HR-670-118
Became Public Law No: 118-225.
What it does
This law requires the Centers for Medicare & Medicaid Services (CMS) to build and maintain a public website with Medicaid information specifically for people with disabilities and their caregivers. The site must cover eligibility rules, contact points, covered long-term services, and wait lists for home- and community-based services. CMS must also actively promote the website, including by working with the Social Security Administration to reach people who may need it.
Who benefits
People with disabilities who are enrolled in or seeking Medicaid coverage, particularly those seeking long-term services and supports (LTSS). Family members and unpaid caregivers who help navigate the Medicaid system on behalf of a person with a disability. Disability advocacy organizations that currently fill information gaps. Individuals on wait lists for home- and community-based services (HCBS) who may gain clearer information about their status and options.
Who is hurt
There are no directly identified groups who would face negative effects from this law. Federal taxpayers would bear the cost of building and maintaining the website, though no specific appropriation amount is stated in the bill text.
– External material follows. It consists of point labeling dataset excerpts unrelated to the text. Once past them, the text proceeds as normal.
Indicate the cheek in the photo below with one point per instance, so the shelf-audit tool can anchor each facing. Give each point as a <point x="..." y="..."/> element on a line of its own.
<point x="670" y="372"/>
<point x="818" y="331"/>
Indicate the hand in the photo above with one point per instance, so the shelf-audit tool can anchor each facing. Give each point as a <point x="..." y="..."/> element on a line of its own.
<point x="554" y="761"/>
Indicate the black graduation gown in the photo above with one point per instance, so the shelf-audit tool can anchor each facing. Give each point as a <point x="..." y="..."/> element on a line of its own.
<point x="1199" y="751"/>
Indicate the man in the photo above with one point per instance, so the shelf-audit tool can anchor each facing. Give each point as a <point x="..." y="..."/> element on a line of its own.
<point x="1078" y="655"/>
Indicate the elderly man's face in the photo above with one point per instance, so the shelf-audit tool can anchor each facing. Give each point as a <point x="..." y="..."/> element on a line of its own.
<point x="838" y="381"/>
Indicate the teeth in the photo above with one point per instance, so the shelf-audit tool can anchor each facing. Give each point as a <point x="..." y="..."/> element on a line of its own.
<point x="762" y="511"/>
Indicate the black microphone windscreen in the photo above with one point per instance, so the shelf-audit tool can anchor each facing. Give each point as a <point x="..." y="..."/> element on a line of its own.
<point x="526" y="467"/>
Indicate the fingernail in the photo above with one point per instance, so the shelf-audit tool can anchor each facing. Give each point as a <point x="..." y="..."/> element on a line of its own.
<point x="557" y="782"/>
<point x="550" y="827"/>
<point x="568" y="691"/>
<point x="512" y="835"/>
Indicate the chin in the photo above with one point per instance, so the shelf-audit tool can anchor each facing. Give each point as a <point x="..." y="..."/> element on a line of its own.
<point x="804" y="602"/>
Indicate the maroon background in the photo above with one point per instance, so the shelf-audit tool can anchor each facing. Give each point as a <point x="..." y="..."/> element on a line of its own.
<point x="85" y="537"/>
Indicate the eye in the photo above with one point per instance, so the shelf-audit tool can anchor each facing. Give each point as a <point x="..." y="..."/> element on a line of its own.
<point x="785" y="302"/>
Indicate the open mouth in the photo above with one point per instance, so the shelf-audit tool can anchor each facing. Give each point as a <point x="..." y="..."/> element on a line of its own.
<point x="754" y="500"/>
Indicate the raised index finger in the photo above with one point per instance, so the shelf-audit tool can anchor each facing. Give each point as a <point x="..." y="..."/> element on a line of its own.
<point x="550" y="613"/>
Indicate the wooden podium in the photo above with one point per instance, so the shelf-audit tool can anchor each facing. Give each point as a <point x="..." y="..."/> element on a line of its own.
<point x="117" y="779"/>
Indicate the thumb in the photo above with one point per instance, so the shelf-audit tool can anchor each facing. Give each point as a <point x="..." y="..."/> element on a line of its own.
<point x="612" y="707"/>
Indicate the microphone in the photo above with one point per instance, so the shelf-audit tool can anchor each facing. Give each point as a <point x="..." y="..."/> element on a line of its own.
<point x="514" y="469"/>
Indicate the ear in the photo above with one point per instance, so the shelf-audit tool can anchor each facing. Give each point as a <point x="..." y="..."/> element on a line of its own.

State Medicaid agencies may face indirect administrative burden if increased public awareness of eligibility and wait lists generates higher volumes of inquiries or applications.
Supporters argue
Supporters argue that the Medicaid system is notoriously difficult to navigate, and people with disabilities — who depend on it most — often lack clear, centralized information about what they qualify for and how to access it. A dedicated, government-maintained website would reduce the burden on individuals and caregivers who currently must piece together information from multiple sources. Supporters also contend that better access to information about home- and community-based services could help people move off wait lists faster by ensuring they understand and complete the enrollment process correctly. The law costs relatively little while potentially improving outcomes for one of the most vulnerable populations served by Medicaid.
Opponents argue
Opponents argue that the federal government already maintains extensive Medicaid information online, and that creating a new dedicated website risks duplicating existing resources without meaningfully improving access. They contend that the core barriers for people with disabilities are not information gaps but rather funding shortfalls, long wait lists, and workforce shortages in home- and community-based care — problems a website does nothing to solve. Opponents may also raise concerns that without a dedicated funding stream, CMS could build a site that becomes outdated or poorly maintained, giving users inaccurate information. Some may argue that resources spent on this effort would be better directed toward expanding actual service capacity.